Granted every country has it’s own procedures but i’m’ currently flying commercially in a country that is at war with it’s southern neighbor. There is the border between the two countries that we don’t cross, unless armed to the teeth and then there is a border that’s pushed further to the north say 150 NM or so which has some altitude restrictions.
Within this border all airspace from FL270 and above is military and below civilian (sometimes the military airspace will allow civilian traffic depending on military activity). This allows the airlines to fly (uncomfortably) below the military airspace to as close as 17 NM to the border.
Military aircraft will depart climb out with Departure Control, and then handed off to Tactical (AWACS) who is in charge within that airspace from 270 and above. Center Controllers only have the space below 270 within the boundaries of this special use airspace. So civil aviation is out of the way completely near the FEBA.
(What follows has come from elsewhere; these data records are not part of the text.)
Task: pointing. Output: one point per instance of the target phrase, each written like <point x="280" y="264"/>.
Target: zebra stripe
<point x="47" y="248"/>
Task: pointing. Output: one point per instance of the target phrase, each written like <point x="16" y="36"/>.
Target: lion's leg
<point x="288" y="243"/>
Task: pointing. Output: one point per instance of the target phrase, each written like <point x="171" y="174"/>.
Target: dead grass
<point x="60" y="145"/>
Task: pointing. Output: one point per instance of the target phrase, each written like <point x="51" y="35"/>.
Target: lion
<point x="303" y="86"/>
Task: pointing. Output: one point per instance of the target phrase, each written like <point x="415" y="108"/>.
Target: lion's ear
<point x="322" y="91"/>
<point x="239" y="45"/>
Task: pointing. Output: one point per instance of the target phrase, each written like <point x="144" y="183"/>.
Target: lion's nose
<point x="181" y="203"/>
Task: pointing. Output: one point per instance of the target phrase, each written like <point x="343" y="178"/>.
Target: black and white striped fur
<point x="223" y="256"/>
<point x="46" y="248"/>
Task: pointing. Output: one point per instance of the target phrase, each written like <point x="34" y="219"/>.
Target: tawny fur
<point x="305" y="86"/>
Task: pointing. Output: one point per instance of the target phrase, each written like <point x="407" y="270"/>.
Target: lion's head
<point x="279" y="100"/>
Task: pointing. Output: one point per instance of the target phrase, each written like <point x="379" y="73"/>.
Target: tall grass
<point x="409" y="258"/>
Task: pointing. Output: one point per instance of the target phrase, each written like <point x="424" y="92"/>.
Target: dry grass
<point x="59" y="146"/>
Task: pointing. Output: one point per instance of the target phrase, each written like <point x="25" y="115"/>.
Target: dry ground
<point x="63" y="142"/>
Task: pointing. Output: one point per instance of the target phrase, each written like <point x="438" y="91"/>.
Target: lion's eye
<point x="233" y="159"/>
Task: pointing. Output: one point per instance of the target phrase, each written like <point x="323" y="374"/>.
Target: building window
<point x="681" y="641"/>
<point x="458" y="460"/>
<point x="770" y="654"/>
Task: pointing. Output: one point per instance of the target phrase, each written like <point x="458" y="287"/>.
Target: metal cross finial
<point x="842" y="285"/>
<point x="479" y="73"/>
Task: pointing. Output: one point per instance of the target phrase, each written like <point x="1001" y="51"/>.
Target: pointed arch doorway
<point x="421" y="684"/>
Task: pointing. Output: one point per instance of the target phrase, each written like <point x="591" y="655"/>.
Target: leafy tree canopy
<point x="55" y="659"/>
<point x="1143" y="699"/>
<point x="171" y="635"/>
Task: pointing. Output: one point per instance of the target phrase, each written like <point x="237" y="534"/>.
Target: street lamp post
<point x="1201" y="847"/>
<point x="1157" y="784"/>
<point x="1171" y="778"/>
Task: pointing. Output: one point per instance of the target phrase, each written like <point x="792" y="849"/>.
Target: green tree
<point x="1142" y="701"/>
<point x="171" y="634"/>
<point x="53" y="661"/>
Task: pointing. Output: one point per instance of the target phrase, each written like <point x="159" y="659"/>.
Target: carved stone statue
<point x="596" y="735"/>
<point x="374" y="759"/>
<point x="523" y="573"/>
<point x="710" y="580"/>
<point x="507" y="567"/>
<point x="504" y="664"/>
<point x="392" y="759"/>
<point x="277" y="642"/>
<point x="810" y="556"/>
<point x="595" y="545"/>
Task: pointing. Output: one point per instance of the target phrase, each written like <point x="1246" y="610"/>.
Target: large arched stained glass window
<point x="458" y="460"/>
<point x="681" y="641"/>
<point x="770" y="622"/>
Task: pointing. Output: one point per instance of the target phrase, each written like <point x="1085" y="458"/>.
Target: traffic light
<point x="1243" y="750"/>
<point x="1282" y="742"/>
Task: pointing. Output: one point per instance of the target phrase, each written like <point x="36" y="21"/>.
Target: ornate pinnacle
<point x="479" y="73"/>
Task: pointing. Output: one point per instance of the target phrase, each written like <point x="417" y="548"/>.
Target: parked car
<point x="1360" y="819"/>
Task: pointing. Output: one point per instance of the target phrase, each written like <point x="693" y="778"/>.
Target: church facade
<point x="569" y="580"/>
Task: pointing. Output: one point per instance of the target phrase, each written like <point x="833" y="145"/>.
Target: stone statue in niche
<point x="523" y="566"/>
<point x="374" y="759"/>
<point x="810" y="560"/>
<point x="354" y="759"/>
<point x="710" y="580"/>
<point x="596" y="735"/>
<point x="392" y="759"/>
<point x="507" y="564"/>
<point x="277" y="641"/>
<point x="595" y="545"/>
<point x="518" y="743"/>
I was on the ground during one occasion when our airport was attacked and had just missed being a casualty by 2 minutes after looking back. To say the least its a bit unnerving. Anyway thought I would share something current that might give you some insight on this original post.
Cheers
One other thing is were issued Air Defense Codes in case queried by a Fighter or AWACS. I know some guys who were in the air near the airport as Patriots were flying over their heads shooting down inbound missiles ooooooffff.